Araştırmacı, yazar ve kültür adamları dostlarım Hayrettin İvgin’in hazırladığı “Derin Mitoloji” eserinde yer alan “Mitolojik vak vak ağacı” hakkında dünya genelinde yaşayan söylenceleri okuyarak gülmenizi ve Ahmet Semih Tulay’in “Ege’nin Antik Öyküleri” eserlerinde anlatılan “Agron ve Kuş olan kız Kardeşleri” efsanesini okuyarak düşünmenizi tavsiye ederim.Düşündüren ve gülümseten eserlere önem verilmelidir.Çocuklar bu konulara büyük ilgi duyarlar.
Çağımızın hastalığı sitresten kurtulmak , sağlıklı ve mutlu olmak için mizaha sarılmalıyız. Gülmeyi bilmeli ve uygulamalıyız. Güzelliği, sevgiyi,iyiliği, heyecanı, mutluluğu ve dostluğu söz sanatıyla kaynaştırarak gülümsemeyi insanlar arasında yaygın hale getirmeliyiz. Poyrazoğlu,Kırca, Devekuşu -Kabere tiyatrosu gibi gülmece ağırlıklı oyunların salonları dolar taşardı.İnsanoğlu yogunluğunu durgunluğunu ve sıkıntısını üzerinden bu oyunlarla atardı...
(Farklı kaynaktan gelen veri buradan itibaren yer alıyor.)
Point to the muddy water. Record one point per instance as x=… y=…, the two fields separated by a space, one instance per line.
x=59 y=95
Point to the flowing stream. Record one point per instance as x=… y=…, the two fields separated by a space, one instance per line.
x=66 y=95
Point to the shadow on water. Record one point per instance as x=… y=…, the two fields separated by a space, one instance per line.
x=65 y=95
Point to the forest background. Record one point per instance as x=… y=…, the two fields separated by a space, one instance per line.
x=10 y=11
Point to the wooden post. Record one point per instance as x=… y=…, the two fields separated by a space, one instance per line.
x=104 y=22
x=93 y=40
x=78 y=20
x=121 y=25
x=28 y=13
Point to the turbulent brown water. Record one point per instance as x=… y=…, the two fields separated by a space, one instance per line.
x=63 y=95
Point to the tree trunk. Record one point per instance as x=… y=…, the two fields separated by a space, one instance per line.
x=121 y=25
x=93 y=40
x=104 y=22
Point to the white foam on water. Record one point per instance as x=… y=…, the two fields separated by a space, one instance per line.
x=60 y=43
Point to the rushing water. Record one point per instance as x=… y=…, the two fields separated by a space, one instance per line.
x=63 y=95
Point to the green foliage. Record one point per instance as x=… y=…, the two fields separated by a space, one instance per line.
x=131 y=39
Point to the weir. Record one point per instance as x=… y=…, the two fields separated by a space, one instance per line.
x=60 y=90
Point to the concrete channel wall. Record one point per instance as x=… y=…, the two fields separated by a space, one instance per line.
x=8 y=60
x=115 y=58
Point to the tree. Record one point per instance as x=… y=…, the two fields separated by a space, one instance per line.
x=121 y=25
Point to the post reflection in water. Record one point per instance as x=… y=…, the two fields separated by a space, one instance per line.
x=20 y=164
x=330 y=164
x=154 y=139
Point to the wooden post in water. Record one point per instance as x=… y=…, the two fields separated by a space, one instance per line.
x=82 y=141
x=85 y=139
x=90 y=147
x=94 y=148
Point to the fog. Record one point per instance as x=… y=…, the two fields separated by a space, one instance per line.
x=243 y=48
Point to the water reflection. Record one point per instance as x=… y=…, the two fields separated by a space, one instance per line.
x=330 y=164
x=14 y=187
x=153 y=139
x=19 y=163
1 Nisanlarda ve diğer günlerde gülümsemenin insanlar için ne anlama geldiğini tartışmaya açmalıyız.
Gülmek hayat ışığıdır, sevgi ,sevinç ve umuttur.Gülen yüzde ve gönülde gül açar.
“Kuru kaşık ağıza yakışmaz,kuru söz kulağa yakışmaz.”Divanü Lügati’t -Türk’ten.
Seviyeli mizaha büyük gereksinim bulunmaktadır. Huzur, sağlık ve mutluluk için gülünüz.